This is a great book for cachers (especially those dealing with cabin fever) and also a great way to introduce your non-geocaching friends to exactly what we see in this game.
mapping the intersections June 21, 2006 5 out of 6 found this review helpful
This book is an exploration of a new-millennium game; which is to say, it's an exploration of new-millennium humans. And Margot Kelley explores her territory with grace and precision. The book fascinates whether or not the reader is a geocacher because Ms. Kelley so skillfully expresses her own fascination -- not only with geocaching but with the rapidly-changing world that engendered it. With arresting images and insightful stories, Ms. Kelley inspires and includes her readers in the gentle art of Paying Attention. The attention here is on intersections and the trajectories that create them -- the meeting place of latitude and longitude, image and experience, nature and technology, time and place, politics and play, the mundane and the mystical.

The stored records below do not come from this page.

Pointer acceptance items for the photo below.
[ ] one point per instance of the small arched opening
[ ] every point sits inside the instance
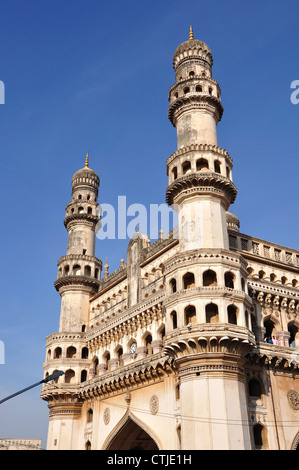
(190, 315)
(209, 278)
(212, 315)
(188, 281)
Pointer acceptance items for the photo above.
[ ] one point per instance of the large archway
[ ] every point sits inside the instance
(132, 437)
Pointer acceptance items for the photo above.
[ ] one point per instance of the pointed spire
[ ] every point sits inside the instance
(86, 161)
(191, 33)
(106, 270)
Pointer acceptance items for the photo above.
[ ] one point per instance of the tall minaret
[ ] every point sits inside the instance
(78, 279)
(79, 271)
(199, 172)
(208, 330)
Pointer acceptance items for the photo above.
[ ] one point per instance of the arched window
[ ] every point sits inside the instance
(217, 166)
(212, 315)
(174, 319)
(229, 280)
(76, 270)
(232, 314)
(188, 281)
(89, 416)
(260, 436)
(255, 388)
(186, 167)
(83, 375)
(190, 315)
(88, 445)
(172, 284)
(293, 330)
(71, 352)
(119, 353)
(69, 376)
(106, 358)
(84, 353)
(87, 271)
(148, 344)
(269, 325)
(209, 278)
(95, 365)
(201, 164)
(174, 173)
(57, 353)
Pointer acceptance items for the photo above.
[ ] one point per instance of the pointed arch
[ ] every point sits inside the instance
(127, 422)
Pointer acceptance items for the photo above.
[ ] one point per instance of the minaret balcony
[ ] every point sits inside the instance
(203, 341)
(201, 183)
(195, 101)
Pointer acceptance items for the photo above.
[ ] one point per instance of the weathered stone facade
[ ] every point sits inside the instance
(168, 351)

Must-Have for Every Geocacher--and Everyone Else June 20, 2006 7 out of 7 found this review helpful
Deft mini-essays, a few hundred words each, face off with arresting full-page photographs of the locations that inspired them. Up in one corner, the mathematical analog, exact longitude and latitude of the place you are looking at, for that was how it was discovered, via a game played with hand-held global positioning satellite (GPS)units and the internet, a game called geocaching. Margot Kelley's essays are at once intimate and cosmic, playful and poignant. Highly personal, even confessional, they are interwoven with public policy comments, next-wave scientific facts, and speculative cultural theory. Each photograph is stunning composition in its own right that also speaks its side of a complex dialogue with text. If you are a geocacher, you will feel vindicated and fulfilled. If you are curious about geocaching, you will be educated and intrigued. If you know anyone who is into geocaching, you have found THE perfect gift. But, in truth, this would be a great book without a single reference to the game. This is place-writing at its wisest, each segment adroitly paired with a visual feast, so that the effect of the whole transcends the sum of the parts. LOCAL TREASURES speaks more truth about Americans and our relationship to our environment than any book since Walden Pond.

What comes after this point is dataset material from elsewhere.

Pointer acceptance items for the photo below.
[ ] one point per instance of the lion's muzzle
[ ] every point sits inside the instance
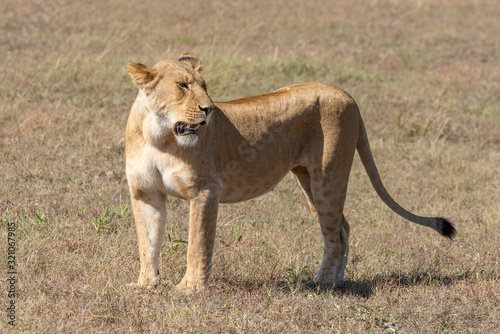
(184, 129)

The Essence of Geocaching June 19, 2006 12 out of 12 found this review helpful
As a long-time "geocacher", I have experienced many adventures in geocaching, both alone and with family and friends, all the while having fun without wondering why the sport is so appealing. This book answers that question by capturing the spirit of geocaching in a quiet, meaningful voice. The photographs are exquisite, finely textured and rich in detail. The accompanying text is multi-layered, giving a glimpse of the physical geocache while providing background into circumstances that led the author to that location. This makes for a warm, tender, deeply personal story that touches the heart.
Gorgeous book of American Photos, and more... May 23, 2006 12 out of 12 found this review helpful
This book would be well worth owning just as a gorgeous collection of American photos: Kelley's photographs capture the spirit of many places that most shots couldn't convey, often thanks to unusual perspectives and compositions. But Local Treasures also tells some interesting stories about the methods of geocaching--and how people use it as a both a hobby and a way to orient themselves to the places they occupy in the world. The photos and stories in this book really manage to invoke a sense of the diversity of places and people across the US, and to give the reader a brief sense of alignment with those places. Overall, a beautiful array of photos stitched together with a great storytelling voice give a relaxing and worthwhile read.